By PAVEL BAILEY
Tribune Staff Reporter
pbailey@tribunemedia.net
A JUDGE told the lawyer representing the officers who killed Azario Major that he was doing his clients a “disservice” by insisting the inquest finding should be quashed because the coroner did not consider his constitutional motion claiming that pretrial publicity prevented a fair inquiry.
Supreme Court Justice Franklyn Williams told the lawyer, Keevon Maynard, there was no precedent for his appeal of the Coroner’s Court inquiry.
A jury returned a homicide by manslaughter ruling in May after four officers killed Major in 2021.
At the start of the inquest, Mr Maynard filed a constitutional motion to stop the inquiry because of the pretrial publicity. Yesterday, he argued that Acting Coroner Kara Turnquest-Deveaux had no right to refuse that constitutional motion. He said the coroner should have been compelled to refer the matter to the Supreme Court.
“I believe that you are doing your clients a disservice,” the judge told him. “Now, having said that, Mr Maynard, press on if you will.”
Justice Williams said the acting coroner was within her right not to refer his initial constitutional motion to the Supreme Court because the inquest was under way.
“This is not a matter for mandamus,” Justice Williams said, referring to an order for a lower court to do something. “The horse has opened the gate on your case. Because what you were trying to do, which I think the coroner was quite correct in not referring your matter, what you were doing was pre-emptive. You were attempting a pre-emptive strike on what you believe to be the likely outcome of that inquest.

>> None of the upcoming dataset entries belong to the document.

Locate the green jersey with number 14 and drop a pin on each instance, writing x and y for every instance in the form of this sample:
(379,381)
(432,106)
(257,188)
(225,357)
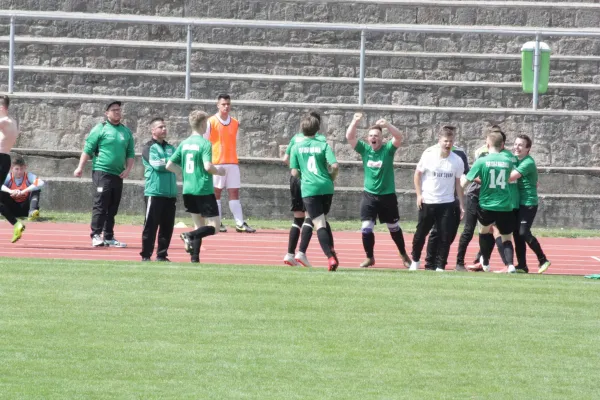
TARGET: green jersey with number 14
(311,157)
(494,171)
(191,155)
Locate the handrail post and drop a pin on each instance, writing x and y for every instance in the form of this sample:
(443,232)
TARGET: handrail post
(188,62)
(536,71)
(11,56)
(361,80)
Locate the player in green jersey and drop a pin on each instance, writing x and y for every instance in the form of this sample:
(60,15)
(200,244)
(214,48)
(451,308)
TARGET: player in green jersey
(110,146)
(495,199)
(302,226)
(309,161)
(526,173)
(194,158)
(379,196)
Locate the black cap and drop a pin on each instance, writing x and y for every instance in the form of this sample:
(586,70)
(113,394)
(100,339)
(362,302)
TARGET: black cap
(113,103)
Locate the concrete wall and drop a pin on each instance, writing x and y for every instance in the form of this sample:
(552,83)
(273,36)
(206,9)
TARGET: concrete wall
(57,124)
(558,140)
(273,202)
(260,171)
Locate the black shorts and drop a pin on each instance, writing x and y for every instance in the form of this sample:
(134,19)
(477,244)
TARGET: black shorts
(318,205)
(296,192)
(204,205)
(504,220)
(4,166)
(385,206)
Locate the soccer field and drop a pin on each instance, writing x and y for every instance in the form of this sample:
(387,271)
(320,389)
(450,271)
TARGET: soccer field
(84,329)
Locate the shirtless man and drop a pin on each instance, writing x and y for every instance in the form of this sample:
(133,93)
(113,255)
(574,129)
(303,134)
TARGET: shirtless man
(8,136)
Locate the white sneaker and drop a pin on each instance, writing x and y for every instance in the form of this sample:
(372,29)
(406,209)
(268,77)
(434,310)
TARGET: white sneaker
(97,241)
(302,259)
(288,259)
(114,243)
(414,266)
(486,268)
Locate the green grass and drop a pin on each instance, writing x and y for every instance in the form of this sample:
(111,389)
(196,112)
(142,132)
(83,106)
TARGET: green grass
(94,330)
(337,225)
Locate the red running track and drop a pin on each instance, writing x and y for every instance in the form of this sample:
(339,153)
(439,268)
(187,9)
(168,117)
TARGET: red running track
(267,247)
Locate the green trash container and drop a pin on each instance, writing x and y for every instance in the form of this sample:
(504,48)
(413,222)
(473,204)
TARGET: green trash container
(527,55)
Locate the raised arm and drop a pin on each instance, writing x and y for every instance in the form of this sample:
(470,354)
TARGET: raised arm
(351,131)
(395,132)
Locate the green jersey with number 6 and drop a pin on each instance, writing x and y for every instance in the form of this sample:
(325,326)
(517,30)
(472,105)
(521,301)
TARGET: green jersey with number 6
(494,172)
(379,167)
(311,157)
(191,155)
(299,138)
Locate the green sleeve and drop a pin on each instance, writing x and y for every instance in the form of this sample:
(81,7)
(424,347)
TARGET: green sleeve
(526,167)
(294,160)
(130,146)
(360,147)
(290,147)
(176,157)
(391,149)
(475,171)
(207,152)
(329,156)
(91,142)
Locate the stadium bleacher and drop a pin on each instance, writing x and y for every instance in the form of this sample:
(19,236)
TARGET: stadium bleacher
(65,71)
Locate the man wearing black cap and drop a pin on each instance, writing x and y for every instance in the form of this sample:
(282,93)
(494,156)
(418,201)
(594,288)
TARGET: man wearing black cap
(110,146)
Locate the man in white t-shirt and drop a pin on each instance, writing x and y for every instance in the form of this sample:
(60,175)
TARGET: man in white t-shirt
(437,179)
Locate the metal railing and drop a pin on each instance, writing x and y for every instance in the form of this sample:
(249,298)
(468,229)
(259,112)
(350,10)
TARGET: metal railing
(190,23)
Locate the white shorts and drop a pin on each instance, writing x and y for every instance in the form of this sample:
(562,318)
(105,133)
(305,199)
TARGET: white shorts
(231,180)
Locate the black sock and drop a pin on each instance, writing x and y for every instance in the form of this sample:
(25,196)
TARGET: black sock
(502,250)
(477,257)
(196,244)
(398,238)
(330,233)
(294,235)
(486,246)
(202,232)
(509,252)
(305,235)
(325,241)
(535,246)
(369,243)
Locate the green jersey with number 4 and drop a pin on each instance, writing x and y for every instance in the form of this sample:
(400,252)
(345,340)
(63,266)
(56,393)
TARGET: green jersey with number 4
(311,158)
(494,172)
(299,138)
(191,155)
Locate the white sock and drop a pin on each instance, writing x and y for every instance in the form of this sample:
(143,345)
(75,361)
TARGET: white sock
(236,209)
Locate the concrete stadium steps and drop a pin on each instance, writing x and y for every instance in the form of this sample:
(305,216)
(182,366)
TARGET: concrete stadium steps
(562,138)
(273,202)
(304,89)
(261,171)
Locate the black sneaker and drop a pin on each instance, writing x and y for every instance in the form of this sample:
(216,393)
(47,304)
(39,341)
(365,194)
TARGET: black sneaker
(244,228)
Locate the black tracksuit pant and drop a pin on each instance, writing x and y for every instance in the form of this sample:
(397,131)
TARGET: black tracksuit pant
(160,216)
(441,215)
(107,197)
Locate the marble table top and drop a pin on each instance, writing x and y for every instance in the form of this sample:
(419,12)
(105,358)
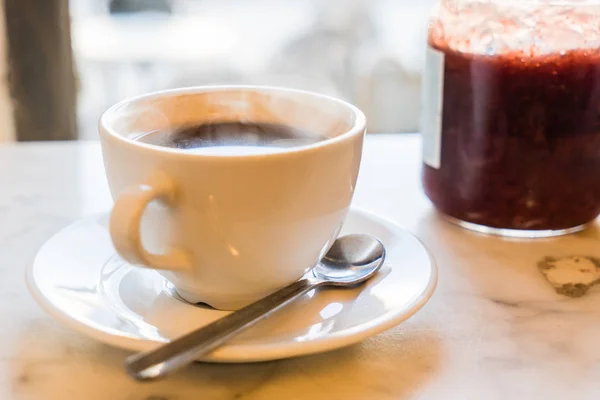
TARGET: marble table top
(494,329)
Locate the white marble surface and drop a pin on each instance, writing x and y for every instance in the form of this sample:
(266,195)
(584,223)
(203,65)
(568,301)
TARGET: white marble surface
(495,329)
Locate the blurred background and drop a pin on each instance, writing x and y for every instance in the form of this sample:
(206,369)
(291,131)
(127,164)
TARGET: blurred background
(369,52)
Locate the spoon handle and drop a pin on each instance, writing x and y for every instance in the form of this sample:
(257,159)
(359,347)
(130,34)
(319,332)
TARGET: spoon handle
(188,348)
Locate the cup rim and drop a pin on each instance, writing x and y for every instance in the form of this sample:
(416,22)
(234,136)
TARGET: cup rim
(358,128)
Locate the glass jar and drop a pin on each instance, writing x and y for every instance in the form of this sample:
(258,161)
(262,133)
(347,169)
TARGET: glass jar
(511,115)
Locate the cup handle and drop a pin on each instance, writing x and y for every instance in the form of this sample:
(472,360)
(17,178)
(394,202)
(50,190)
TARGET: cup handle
(125,225)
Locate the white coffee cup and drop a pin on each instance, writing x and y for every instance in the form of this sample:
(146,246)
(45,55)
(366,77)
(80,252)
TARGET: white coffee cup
(227,230)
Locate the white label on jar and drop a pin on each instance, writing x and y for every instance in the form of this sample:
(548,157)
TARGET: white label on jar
(431,107)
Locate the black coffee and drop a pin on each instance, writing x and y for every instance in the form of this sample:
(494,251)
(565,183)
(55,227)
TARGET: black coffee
(232,138)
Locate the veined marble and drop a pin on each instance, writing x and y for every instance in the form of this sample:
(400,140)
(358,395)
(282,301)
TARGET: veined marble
(494,329)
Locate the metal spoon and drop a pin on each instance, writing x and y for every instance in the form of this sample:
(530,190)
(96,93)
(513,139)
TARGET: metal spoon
(352,259)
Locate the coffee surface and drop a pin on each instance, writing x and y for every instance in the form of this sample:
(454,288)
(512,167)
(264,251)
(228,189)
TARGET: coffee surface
(231,138)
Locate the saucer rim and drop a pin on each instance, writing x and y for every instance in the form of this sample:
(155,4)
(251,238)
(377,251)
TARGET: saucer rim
(245,352)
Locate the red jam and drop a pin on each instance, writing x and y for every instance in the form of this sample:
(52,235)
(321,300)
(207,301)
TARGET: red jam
(520,140)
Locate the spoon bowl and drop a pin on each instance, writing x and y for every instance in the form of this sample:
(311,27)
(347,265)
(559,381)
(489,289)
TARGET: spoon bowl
(351,260)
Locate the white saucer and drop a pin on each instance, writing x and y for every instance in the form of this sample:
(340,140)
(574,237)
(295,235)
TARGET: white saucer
(79,280)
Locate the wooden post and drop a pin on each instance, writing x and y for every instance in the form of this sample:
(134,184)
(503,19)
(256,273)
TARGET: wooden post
(40,69)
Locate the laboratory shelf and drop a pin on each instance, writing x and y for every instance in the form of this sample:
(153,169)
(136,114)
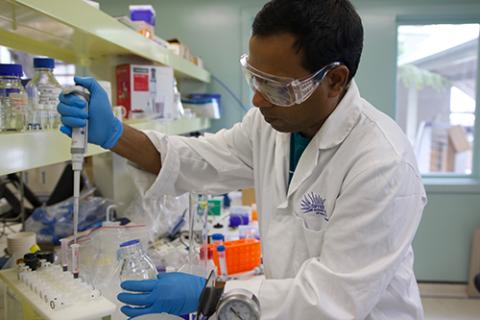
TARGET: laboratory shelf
(76,32)
(28,150)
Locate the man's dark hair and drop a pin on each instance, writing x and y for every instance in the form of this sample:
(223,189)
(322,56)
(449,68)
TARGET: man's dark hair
(325,30)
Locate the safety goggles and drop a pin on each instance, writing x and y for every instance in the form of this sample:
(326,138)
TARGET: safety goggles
(283,91)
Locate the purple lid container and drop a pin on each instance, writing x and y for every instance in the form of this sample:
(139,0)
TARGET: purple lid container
(235,220)
(8,69)
(129,243)
(143,13)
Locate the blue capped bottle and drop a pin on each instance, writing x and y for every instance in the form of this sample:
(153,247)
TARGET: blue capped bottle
(13,98)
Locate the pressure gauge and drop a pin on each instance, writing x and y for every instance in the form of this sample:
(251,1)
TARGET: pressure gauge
(238,304)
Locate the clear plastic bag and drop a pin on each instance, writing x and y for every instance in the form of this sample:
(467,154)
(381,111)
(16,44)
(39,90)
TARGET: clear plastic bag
(161,214)
(51,223)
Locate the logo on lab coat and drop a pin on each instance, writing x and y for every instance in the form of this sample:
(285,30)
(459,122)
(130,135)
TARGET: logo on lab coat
(313,203)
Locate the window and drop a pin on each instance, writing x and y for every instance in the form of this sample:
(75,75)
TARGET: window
(436,94)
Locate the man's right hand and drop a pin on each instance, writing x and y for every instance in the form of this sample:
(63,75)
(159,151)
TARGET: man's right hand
(104,129)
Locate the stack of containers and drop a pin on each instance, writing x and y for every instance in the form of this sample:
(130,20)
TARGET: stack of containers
(43,91)
(13,98)
(18,244)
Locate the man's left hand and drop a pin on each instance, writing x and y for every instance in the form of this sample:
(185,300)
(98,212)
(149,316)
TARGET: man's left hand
(172,292)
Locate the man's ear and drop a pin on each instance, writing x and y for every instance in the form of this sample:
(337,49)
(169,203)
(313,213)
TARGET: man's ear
(337,80)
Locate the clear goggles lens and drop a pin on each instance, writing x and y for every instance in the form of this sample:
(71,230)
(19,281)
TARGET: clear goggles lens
(282,91)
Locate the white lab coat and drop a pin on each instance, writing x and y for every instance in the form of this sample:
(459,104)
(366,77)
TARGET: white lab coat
(337,243)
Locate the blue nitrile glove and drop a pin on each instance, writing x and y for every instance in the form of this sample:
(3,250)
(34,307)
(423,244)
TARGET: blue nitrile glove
(172,292)
(104,129)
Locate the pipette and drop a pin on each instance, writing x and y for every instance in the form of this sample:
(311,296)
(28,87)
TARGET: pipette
(78,150)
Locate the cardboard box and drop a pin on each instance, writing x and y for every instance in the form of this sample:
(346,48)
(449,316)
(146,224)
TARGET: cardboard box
(145,91)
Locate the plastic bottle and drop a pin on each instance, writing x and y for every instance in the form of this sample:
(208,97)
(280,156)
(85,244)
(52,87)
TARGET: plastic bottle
(13,98)
(136,265)
(43,91)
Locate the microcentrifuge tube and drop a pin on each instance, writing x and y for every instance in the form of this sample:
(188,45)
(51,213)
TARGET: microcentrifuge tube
(64,254)
(75,257)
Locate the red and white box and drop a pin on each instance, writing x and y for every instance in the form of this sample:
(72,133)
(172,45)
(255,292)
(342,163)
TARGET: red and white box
(145,91)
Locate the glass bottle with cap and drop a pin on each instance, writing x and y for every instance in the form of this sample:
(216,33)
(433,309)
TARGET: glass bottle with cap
(13,98)
(136,264)
(43,91)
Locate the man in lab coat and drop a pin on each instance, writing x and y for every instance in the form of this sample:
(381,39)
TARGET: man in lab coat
(337,186)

“Now, I’m not saying that the outcome was correct. I’m just saying what you were doing, and as far as this court is concerned, you could not do that because it was an inquiry. It was not a trial. And it could be inferred because it was an inquiry, it could not be presumed that there was any unfairness to your clients.
“There was no verdict. There was no evidence either of someone stating or indicating that the jurors had come to a decision or that any directions that the coroner was giving were prejudicial or unfair. Under these circumstances, you could raise the issue, but there was no evidence of that. It was an inquiry which had not heard all of the evidence being marshalled.
“And you come to this court, and you are asking for mandamus but clearly, and I don’t say this to impugn you, but clearly you don’t understand what mandamus is for. And you do not understand the role of this court in the circumstances. I’ve asked you for authority for what you’ve purported, you’ve not given any. You’re asking to set a precedent. The courts can’t do that. The court does not make law.”
Patrick Sweeting, who marshalled evidence in the inquest, represented the Office of the Director of Public Prosecutions yesterday. He moved to have Mr Maynard’s application dismissed.
A decision on the motion is expected on October 30.
If the judge rules against the officers, Director of Public Prosecutions Cordell Frazier is expected to consider whether to charge the officers.